Readings in Media Processing:

Multimedia Data Compression and Data Mining 

CSc 80000, Spring 2007

Professor Zhigang Zhu
Department of Computer Science
The City College of New York  and Graduate Center
The City University of New York (CUNY)

Time: Tuesday 6:30 - 8:30 pm
Room: 3209
Credits: 3.0

Office Hours: Tuesday 4:30 - 6:00 pm Rm 4439

Course Update Information

January 30, 2007. First day of class.  Assignment 1 is due in a week. Please send it via email to me at , with  your full name, the last 4 digits of your ID, and including "CSc 80000 Data Mining" (exact please)  in your Subject line.
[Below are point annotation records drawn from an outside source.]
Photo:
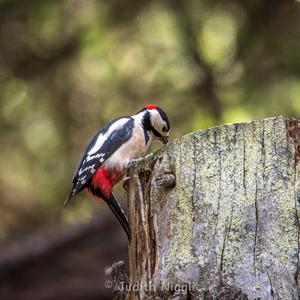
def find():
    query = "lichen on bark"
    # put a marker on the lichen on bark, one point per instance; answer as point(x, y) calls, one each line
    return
point(230, 221)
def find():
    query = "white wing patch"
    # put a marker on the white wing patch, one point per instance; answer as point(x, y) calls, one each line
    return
point(103, 137)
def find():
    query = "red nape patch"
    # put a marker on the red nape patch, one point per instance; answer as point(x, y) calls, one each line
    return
point(101, 180)
point(151, 106)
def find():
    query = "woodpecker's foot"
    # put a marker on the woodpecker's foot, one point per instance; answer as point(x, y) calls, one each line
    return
point(167, 180)
point(126, 183)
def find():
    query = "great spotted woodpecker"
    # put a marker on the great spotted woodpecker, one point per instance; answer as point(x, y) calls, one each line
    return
point(106, 158)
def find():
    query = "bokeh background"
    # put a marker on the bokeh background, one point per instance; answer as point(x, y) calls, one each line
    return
point(67, 67)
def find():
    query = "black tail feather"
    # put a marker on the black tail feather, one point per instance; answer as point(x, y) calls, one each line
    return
point(120, 214)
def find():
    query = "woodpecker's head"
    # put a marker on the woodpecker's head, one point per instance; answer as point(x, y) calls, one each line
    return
point(156, 121)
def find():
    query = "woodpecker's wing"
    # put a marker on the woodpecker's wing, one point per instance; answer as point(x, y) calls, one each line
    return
point(106, 141)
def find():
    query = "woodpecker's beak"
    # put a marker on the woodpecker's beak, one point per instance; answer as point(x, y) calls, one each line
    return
point(165, 139)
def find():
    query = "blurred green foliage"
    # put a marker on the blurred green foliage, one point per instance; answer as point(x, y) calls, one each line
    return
point(67, 67)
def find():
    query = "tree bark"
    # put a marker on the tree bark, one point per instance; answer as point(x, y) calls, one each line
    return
point(214, 215)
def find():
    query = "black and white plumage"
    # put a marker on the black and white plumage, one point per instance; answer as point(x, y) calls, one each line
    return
point(106, 158)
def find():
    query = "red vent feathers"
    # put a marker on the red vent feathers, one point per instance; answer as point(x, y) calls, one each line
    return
point(151, 106)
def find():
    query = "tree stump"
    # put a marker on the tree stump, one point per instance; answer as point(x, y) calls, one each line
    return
point(214, 215)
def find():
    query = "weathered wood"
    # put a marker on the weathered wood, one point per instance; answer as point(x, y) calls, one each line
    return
point(229, 228)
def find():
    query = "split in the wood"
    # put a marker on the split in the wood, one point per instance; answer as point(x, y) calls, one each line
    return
point(167, 180)
point(294, 133)
point(120, 280)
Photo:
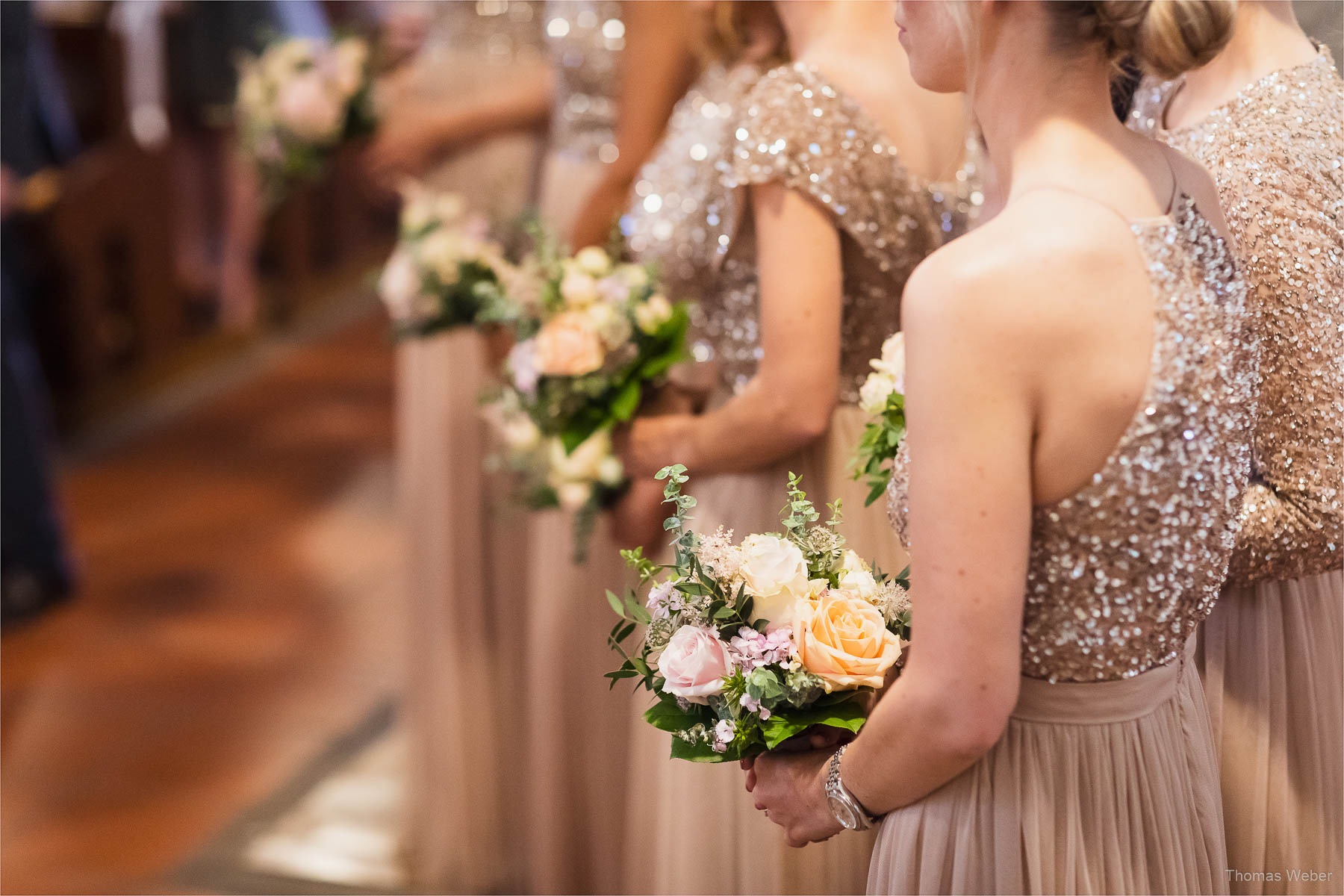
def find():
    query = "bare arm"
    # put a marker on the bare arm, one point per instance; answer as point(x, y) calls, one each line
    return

Otherwise I may not able to receive it.

February 01, 2007.
Asignements and Suggested Reading Toptics

February 27, 2007. Plese check out the Reading/Project Presentation Schedule. Everyone: please prepare for the 8 minute fast foward presentation on March 6, 2007. Please send me your PPT slides before 2:00 pm of that day. Otherwise you will need to bring your flash drive to be used in my machine.

May 17, 2007. You may find the slides of all the presentations at Reading/Project Presentation Schedule

May 17, 2007. Final Grading

Course Description

Data Mining has become one of the most exciting and fastest growing fields in computer science. Data Mining refers to various techniques which can be used to uncover hidden information from a database. The data to be mined may be complex, multimedia data including text, graphics, video, audio and bioinformatics data. Data Mining has evolved from several areas including: databases, artificial intelligence, machine learning, pattern recognition, multimedia information retrieval, and can be applied to the exploration of hidden information from web, text, image, audio, video, and bioinformatics data.

Multimedia data mining is also related to multimedia data compression. Data compression is the technique to reduce the redundancies in data representation in order to decrease data storage requirements, and hence communication overloads when transmitted through a communication network. It the compressed data are properly indexed, it may improve the performance of mining data in the compressed large database as well. This is particularly useful when interactivity is involved with a data mining system.

This course is designed to provide graduate students with introductory of multimedia data compression and data mining concepts and tools, and to some extend, their connections. In addition, the students in the class is going to explore the literature on the state-of-the-art research and development in some advanced topics such as web mining, image/video mining and bioinformatics.

Course Organization

The course will consist of lectures by the instructor,  and presentations by students for their readings and project assignments.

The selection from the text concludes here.